Some traditional Western political theories state that it is inevitable that China will pursue Western democracy once it becomes well-off, eventually fully following Western political systems.
However, Martin Jacques, a visiting senior fellow with the London School of Economics and Political Science, in his book “When China Rules the World” said that China’s rise to becoming a global power might not tread the same path as the United States and Britain.
Some Westerners believe modern countries must be either Western or Westernized. However, China is very different from other modern countries.
Indeed, by resisting Westernization China has its own logic, both historically speaking and today.
Since ancient times, China has upheld the idea of an even distribution of wealth among all people, echoing socialist values. For this reason, Marxism, though coming from the West, accords with Chinese culture, is comfortably accepted by the Chinese and is continually being Sinicized.
The CPC sees people, not capital, as the most important factor in society, and the Party always represents the interests of the overwhelming majority of the Chinese people. These are the main reasons why the CPC is different from other parties, and why it will not be Westernized.
Over the past 40 years, China’s aggregate economic performance has surpassed Britain, France, Germany and Japan, and over 700 million people have shaken off poverty — a modern economic miracle.
The CPC has set 2020 as the year for China to become a moderately prosperous society (xiaokang) in an all-round way.
Lessons of failure are still vivid for some countries that tried to embrace the Western model. In their move toward Westernization, they failed to take into account their national realities, often plunging their countries into chaos.
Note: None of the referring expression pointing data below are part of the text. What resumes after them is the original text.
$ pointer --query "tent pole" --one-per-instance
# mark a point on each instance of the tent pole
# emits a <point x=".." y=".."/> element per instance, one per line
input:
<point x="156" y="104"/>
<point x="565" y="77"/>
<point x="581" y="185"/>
“We have rejected both the old and rigid closed-door policy and any attempt to abandon socialism and take an erroneous path,” said an 18th CPC National Congress report. These words help the world understand the path China has taken.
China is not picking sides between East and West, rather, it is forging its own development path amidst a changing global landscape. This is in itself a contribution to the political development of mankind.
“Non-Westernization reflects China’s national confidence and its own logic,” said Zheng Changzhong, an expert on Party building at Shanghai-based Fudan University.
How China affects the world
At a time when a number of Western countries are struggling with sluggish economies, social turbulence and populism, analysts worldwide have trained their eyes on the global impact of China’s rise. The Financial Times once described China’s rise as the most important event of the era, saying the revival of a country taking up one-fifth of the world population would have far-reaching implications.
When Napoleon Bonaparte called China a sleeping lion two centuries ago, he said that when that lion awakened, “she will shake the world.”
However, President Xi Jinping has said the awakened China lion is a “peaceful, pleasant and civilized” creature, with no intention of ever threatening anybody.
Rather than shaking the world, China is bringing opportunities, increasingly engaging with other countries, and contributing to global peace and prosperity.
China is walking the talk. China that used to offer just products now offers global solutions. With its notion of a global community of shared future and its Belt and Road Initiative, it is looking to establish a more equitable and balanced world. China’s rise is not just good for China, but good for the entire world.